SOAPify.classify

Submodule to classify trajectories

Contains the definition of the container for the SOAPclassification and for the references container SOAPReferences. Along with the definition of function to apply a classification to a given dataset.

Functions

applyClassification(SOAPTrajData, ...[, ...])

Applies the references to a dataset.

createReferencesFromTrajectory(...[, ...])

Generate a SOAPReferences object.

getDistanceBetween(data, spectra, ...)

Generate an array with the distances between the the data and the given spectra

getDistancesFromRef(SOAPTrajData, ...[, ...])

generates the distances between a SOAP-hdf5 trajectory and the given references

getDistancesFromRefNormalized(SOAPTrajData, ...)

shortcut for SOAPify.classify.getDistancesFromRef() forcing normalization

getReferencesFromDataset(dataset)

Given a h5py.Dataset returns a SOAPReferences with the initializated data

mergeReferences(*x)

Merges a list of SOAPReferences into a single object

saveReferences(h5position, ...)

Export the given references in the indicated group/hdf5 file

Classes

SOAPReferences(names, spectra, lmax, nmax)

Stores the spectra selected for a environments dictionary.

SOAPclassification(distances, references, legend)

Stores the information about the SOAP classification of a trajectory.

class SOAPify.classify.SOAPReferences(names, spectra, lmax, nmax)[source]

Bases: object

Stores the spectra selected for a environments dictionary.

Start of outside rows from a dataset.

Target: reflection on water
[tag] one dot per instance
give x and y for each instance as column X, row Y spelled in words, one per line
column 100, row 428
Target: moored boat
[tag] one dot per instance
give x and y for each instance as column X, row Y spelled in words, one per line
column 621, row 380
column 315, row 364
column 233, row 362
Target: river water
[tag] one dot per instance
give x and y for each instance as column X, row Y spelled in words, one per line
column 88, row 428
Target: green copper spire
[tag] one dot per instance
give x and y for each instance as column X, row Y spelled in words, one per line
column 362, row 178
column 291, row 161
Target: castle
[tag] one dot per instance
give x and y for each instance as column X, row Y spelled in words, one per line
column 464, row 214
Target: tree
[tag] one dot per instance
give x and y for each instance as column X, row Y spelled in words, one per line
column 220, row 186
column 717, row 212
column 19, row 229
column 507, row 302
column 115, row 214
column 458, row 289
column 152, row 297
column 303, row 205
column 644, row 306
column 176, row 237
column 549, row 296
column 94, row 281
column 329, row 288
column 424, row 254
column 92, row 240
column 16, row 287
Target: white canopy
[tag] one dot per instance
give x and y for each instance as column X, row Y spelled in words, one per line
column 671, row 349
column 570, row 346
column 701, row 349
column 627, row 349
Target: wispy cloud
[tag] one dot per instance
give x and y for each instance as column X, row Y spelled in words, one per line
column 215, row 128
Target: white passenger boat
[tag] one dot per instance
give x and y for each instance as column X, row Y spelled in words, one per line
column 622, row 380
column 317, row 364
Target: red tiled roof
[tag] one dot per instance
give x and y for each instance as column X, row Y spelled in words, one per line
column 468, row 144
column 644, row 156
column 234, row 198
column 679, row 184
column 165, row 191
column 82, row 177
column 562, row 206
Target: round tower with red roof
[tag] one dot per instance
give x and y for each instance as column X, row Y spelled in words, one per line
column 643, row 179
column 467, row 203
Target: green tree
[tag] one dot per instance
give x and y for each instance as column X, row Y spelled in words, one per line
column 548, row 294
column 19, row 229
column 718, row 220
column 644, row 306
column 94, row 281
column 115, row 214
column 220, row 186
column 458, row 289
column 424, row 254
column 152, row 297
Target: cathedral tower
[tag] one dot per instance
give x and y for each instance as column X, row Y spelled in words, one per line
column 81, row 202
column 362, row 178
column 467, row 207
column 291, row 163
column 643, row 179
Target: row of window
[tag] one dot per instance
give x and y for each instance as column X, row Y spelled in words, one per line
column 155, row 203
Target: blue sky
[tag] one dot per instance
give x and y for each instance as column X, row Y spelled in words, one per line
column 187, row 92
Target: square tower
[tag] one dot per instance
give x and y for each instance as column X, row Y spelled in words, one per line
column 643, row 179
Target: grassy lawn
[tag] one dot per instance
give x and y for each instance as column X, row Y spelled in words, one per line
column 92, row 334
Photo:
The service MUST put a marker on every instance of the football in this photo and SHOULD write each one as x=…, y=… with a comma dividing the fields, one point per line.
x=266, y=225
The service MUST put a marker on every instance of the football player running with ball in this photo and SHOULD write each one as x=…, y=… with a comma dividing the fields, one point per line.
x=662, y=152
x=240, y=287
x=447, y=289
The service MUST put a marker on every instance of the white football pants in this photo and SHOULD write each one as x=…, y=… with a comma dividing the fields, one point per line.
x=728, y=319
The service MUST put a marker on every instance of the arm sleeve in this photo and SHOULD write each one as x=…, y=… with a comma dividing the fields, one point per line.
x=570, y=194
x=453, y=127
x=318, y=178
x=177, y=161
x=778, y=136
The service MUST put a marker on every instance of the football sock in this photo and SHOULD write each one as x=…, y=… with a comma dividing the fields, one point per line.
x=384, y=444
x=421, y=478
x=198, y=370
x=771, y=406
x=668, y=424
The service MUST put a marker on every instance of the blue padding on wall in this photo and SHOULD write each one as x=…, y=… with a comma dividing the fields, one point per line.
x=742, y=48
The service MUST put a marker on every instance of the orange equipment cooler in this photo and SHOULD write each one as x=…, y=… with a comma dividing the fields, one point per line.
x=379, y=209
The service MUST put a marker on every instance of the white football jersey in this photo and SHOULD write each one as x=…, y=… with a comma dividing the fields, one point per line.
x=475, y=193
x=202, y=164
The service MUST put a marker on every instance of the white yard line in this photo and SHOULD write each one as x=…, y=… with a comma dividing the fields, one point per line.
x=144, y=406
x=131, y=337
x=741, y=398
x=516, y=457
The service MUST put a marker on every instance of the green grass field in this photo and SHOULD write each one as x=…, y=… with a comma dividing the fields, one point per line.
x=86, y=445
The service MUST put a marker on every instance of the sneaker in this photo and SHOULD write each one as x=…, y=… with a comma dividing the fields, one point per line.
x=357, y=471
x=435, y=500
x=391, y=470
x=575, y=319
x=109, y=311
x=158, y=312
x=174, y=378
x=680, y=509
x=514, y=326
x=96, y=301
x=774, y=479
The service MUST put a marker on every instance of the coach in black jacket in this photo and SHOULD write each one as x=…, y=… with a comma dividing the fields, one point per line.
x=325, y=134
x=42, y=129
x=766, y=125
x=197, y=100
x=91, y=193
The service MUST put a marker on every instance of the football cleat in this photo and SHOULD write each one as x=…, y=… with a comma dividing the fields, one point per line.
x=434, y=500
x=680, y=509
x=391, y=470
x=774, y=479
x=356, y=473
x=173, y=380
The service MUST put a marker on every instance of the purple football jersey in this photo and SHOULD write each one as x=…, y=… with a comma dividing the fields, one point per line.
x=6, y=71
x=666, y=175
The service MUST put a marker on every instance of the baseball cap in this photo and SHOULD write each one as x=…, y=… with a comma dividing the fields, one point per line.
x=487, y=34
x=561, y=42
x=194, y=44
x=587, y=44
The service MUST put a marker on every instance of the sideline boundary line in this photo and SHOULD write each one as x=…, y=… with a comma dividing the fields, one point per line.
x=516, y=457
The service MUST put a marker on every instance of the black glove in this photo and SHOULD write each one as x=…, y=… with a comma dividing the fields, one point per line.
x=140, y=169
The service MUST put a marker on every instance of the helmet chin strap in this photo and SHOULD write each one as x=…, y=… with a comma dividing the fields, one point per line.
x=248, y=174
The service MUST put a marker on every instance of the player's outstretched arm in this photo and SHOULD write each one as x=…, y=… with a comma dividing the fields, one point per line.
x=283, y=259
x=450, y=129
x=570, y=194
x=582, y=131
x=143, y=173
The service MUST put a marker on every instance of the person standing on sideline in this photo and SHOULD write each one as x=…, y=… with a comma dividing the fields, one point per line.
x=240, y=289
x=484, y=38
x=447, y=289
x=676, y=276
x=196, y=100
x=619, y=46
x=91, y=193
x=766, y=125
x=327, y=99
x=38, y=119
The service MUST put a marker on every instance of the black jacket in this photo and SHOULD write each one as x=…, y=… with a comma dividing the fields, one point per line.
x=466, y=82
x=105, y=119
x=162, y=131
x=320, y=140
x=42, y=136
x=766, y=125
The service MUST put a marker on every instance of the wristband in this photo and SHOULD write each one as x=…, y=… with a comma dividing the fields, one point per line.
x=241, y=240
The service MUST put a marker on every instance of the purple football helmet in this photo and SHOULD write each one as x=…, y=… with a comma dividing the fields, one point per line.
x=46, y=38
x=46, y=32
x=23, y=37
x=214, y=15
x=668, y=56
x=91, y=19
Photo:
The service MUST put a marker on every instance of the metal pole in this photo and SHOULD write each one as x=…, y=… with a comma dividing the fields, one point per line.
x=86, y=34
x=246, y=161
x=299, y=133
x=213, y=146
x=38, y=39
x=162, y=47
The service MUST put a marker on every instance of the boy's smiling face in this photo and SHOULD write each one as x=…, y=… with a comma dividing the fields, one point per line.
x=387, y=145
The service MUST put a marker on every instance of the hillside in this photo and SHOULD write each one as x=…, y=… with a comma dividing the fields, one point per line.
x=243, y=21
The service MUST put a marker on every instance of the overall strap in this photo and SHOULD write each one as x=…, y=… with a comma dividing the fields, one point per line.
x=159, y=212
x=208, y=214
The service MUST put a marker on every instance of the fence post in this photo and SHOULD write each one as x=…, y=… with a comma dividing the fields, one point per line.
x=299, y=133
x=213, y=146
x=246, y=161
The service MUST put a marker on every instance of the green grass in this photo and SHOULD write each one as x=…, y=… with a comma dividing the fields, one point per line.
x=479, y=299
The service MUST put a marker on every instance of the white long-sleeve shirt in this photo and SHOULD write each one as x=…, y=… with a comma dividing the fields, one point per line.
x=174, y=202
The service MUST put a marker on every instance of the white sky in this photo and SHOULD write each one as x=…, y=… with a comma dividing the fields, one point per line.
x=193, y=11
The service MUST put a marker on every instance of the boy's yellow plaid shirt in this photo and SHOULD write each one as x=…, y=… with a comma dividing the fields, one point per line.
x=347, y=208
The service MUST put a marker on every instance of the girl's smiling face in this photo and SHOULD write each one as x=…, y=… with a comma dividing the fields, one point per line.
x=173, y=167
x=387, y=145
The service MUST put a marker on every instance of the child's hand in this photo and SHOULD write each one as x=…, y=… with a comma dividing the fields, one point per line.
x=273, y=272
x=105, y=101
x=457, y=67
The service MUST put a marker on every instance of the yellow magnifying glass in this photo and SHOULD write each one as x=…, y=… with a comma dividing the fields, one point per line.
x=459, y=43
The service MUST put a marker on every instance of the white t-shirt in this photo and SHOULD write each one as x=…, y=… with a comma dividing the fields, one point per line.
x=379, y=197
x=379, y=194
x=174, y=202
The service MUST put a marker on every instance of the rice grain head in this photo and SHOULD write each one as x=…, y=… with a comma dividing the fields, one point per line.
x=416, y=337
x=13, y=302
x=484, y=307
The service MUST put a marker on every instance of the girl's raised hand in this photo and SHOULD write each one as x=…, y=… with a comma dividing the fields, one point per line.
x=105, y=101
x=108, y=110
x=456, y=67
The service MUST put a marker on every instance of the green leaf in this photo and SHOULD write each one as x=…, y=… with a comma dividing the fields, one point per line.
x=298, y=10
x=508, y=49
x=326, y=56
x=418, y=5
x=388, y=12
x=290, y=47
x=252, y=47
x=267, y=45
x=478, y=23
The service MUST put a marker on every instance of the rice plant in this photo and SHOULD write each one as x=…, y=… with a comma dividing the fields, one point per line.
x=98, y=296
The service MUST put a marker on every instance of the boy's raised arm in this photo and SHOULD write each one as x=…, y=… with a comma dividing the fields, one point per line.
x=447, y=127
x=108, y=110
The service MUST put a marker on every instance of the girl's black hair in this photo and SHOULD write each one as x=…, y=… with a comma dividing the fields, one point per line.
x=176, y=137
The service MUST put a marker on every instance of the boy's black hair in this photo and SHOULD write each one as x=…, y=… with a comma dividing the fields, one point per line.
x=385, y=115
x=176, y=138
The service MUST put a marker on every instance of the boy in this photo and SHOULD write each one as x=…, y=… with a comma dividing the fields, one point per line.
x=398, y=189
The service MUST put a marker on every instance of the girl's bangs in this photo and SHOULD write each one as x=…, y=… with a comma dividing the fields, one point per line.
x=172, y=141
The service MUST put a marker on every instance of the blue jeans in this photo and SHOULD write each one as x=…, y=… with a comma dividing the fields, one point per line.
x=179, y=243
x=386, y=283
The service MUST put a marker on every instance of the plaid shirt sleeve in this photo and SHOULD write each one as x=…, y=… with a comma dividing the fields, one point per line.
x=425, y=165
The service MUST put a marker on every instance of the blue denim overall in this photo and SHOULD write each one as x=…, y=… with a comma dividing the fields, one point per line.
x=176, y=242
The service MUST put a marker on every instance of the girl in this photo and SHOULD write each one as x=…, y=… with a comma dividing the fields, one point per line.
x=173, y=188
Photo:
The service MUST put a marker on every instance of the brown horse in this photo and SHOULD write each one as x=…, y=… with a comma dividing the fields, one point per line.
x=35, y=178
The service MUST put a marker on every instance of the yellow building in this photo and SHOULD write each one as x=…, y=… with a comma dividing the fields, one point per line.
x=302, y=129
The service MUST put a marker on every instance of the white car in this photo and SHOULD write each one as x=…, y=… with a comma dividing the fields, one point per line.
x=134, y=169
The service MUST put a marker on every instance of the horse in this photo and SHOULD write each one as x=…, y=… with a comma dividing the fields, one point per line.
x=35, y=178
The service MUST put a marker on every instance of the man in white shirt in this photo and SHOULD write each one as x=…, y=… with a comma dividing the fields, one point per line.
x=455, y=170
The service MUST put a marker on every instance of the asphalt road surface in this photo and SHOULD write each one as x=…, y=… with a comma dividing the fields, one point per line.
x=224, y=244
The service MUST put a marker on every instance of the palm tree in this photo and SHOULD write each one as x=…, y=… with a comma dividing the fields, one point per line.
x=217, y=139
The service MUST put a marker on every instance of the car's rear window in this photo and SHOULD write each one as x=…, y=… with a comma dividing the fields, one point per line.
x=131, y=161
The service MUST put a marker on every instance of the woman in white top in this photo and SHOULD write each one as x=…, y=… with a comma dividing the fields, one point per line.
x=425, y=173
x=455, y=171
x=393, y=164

__init__(names, spectra, lmax, nmax)
lmax: int

the parameter lmax used in the calculation

names: list[str]

the names of the references

nmax: int

the parameter nmax used in the calculation

spectra: np.ndarray[np.float64]

the SOAP spectra of the references

class SOAPify.classify.SOAPclassification(distances, references, legend)[source]

Bases: object

Stores the information about the SOAP classification of a trajectory.

__init__(distances, references, legend)
distances: np.ndarray[float]

stores the (per frame) per atom information about the distance from the closest reference fingerprint

legend: list[str]

stores the references legend

references: np.ndarray[int]

stores the (per frame) per atom index of the closest reference

SOAPify.classify.applyClassification(SOAPTrajData, references, distanceCalculator, doNormalize=False)[source]

Applies the references to a dataset.

generates the distances from the given references and then classify all of the atoms by the closest element in the dictionary

Parameters
  • SOAPTrajData (h5py.Dataset) – the dataset containing the SOAP trajectory

  • references (SOAPReferences) – the contatiner of the references

  • distanceCalculator (Callable) – the function to calculate the distances

  • doNormalize (bool, optional) – informs the function if the given data needs to be normalized before caclulating the distance. Defaults to False.

Returns

The result of the classification

Return type

SOAPclassification

SOAPify.classify.createReferencesFromTrajectory(h5SOAPDataSet, addresses, lmax, nmax, doNormalize=True)[source]

Generate a SOAPReferences object.

by storing the data found from h5SOAPDataSet. The atoms are selected trough the addresses dictionary.

Parameters
  • h5SOAPDataSet (h5py.Dataset) – the dataset with the SOAP fingerprints

  • addresses (dict) – the dictionary with the names and the addresses of the fingerprints. The keys will be used as the names of the references and the values assigned to the keys must be tuples or similar with the number of the chosen frame and the atom number (for example dict(exaple=(framenum, atomID)))

  • doNormalize (bool, optional) – If True normalizes the SOAP vector before storing them. Defaults to True.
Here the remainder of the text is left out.